On Right to Freedom of Movement and when Circumscribed –
Section 41(1) of the 1999 Constitution guarantees right to freedom of movement and presupposes that every citizen of Nigeria is entitled to move freely throughout Nigeria and to reside in any part thereof and no citizen of Nigeria shall be expelled from Nigeria or refused entry thereto or exit therefrom. This right to freedom of movement is circumscribed by section 41 (2) (a) of the Constitution which places a restriction on the right of movement of a person who has committed or is reasonably suspected to have committed a criminal offence and the movement of the person must be restricted to ensure that the person does not escape the law. [Okafor v. Lagos State (2017) 4 NWLR (Pt.1556) 404 referred to.] (P. 326, paras. B-G)
On Meaning of Public Place –
A public place is a place that can be accessed and used by any member of the public as a member of the public as of right even if subject to certain restrictions. (P. 329, para. F)
On Need to Expunge Wandering as an Offence from Penal Code and Criminal Code –
Per OGUNWUMIJU, J.S.C.:
“By way of obiter, I think the law against wandering has lost its relevance and is against the spirit and letters of the 1999 CFRN (as altered). However, I will not go as far as to hold the law unconstitutional and to strike it down or expunge it from the Penal Code of Northern Nigeria or the Criminal Code of Southern Nigeria. Most states still have this law in their criminal law codes. This is principally because this court has not been asked to do so by the appellant’s counsel and the court will not gratuitously strike out a criminal legislation. Apart from that, the whole essence of society is to set limits to the rights of individuals if and when they infringe on the rights of the corporate unit.
Thus, Chapter IV of the 1999 Constitution in setting out these fundamental rights makes them subordinate to the overall good of the society and accordingly enables laws that are necessary for democracy, security and the general wellbeing of the entire society.

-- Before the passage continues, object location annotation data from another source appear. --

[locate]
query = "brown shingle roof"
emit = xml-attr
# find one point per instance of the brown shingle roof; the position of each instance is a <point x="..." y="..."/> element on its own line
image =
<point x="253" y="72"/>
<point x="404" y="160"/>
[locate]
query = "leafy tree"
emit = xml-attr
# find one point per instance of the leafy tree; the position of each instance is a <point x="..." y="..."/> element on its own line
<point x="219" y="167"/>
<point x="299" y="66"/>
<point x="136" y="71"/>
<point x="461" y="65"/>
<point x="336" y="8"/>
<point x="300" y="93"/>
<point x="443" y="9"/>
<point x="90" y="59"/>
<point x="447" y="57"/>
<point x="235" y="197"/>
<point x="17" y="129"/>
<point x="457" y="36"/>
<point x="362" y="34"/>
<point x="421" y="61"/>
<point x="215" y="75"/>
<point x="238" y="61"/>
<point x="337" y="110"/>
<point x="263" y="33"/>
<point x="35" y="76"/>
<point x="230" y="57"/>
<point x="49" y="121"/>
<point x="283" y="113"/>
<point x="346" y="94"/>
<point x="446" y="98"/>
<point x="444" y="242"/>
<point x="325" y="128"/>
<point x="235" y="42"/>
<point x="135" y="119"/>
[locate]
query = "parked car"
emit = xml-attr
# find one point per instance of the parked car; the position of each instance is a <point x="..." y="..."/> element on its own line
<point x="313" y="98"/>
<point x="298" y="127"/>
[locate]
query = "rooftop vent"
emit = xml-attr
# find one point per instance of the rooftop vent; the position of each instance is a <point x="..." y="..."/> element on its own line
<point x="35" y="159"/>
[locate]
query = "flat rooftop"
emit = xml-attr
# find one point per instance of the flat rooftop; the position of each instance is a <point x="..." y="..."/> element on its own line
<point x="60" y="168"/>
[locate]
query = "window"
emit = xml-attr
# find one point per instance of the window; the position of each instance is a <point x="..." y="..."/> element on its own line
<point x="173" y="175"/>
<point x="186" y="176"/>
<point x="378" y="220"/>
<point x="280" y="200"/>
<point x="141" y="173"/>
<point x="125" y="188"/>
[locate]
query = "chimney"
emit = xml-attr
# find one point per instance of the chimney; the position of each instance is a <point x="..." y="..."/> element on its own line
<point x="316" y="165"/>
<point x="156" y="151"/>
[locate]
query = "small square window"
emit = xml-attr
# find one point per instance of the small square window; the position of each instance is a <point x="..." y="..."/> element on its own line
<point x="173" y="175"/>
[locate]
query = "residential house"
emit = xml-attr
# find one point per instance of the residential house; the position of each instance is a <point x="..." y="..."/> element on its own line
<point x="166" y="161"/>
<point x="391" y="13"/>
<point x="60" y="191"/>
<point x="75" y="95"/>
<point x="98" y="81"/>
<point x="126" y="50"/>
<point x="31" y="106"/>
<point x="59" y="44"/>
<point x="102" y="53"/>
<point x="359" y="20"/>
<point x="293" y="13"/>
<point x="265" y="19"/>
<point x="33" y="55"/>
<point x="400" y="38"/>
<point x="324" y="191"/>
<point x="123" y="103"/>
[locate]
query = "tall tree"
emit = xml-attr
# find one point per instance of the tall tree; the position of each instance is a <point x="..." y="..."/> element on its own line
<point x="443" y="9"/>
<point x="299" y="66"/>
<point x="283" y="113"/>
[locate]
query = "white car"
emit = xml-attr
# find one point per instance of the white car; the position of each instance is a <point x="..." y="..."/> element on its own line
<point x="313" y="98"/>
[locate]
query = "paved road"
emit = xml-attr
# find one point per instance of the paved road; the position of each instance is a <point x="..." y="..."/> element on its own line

It appears that as William Pitt stated at that House of Commons speech in 1783: “Necessity is the plea for every infringement of human freedom. It is the argument of tyrants, it is the creed of slaves.” The courts have the unique duty to deal with enforcement of human rights when infringed by the government or the executive or another private individual. It is the reconciliation of liberty with authority that is thus the bounden duty of the judges.”
Our statute books are filled with similar odious legislations that portray Nigeria as a country still under colonial rule. It is commendable that the Honourable Attorney-General of the Federation has constituted a committee to review the laws of the Federation. This must be done holistically, working with the legislature. The various States should also examine their laws to rid them of all legislations that seem to subjugate the people. But while they are at it, let the courts continue to free Nigeria from all colonial legislations that provoke our collective sovereignty.